わたしたちのレキハクでは、今、「災害と歴史遺産」展を開催しています。「被災文化財等レスキュー活動の20年」という副題の示すように、地震・津波・台風・洪水などの災害から貴重な文化財を救出してきた歴史が、展示されています。前半は東日本、とくに陸前高田市の事例、後半は兵庫県域の事例が扱われているのですが、陳列されているのは、仏像、土器、刀から、絵図、古文書、水車、昆虫標本にいたる多様なモノで、一瞬、何の展示なのかと驚きます。通常の見慣れた展示、つまりテーマを決めて、絵画なら絵画、古文書なら古文書が並んでいるという美術館・博物館の常識とかけ離れているからです。
その理由は、ほかでもありません。

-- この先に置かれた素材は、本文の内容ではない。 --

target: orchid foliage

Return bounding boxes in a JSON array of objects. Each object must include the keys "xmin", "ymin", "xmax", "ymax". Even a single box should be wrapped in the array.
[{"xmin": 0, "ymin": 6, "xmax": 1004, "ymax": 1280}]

陸前高田市立博物館がまるごと、震災と津波の被害に遭ったと事件ことに由来します。同様に、尼崎市や佐用町の旧家が、まるごと被害を受けると、木のモノも、金物も、紙のモノも、泥と汚水にまみれることとなります。その時、「もう駄目だから捨てよう」とゴミ扱いされていれば、今回の展示は生まれていません。「貴重な文化財・歴史遺産だから残そう」と判断したときに、はじめてレスキューとなるのです。人の命の尊さは、誰もが知っています。命についで、文化財という大事なモノがあると人々に認識されることで、文化財レスキューが生まれたのです。その始まりは、1995年1月の阪神・淡路大震災でした。
20年の歳月を思い返しながら、ひとつひとつの展示物に見入りました。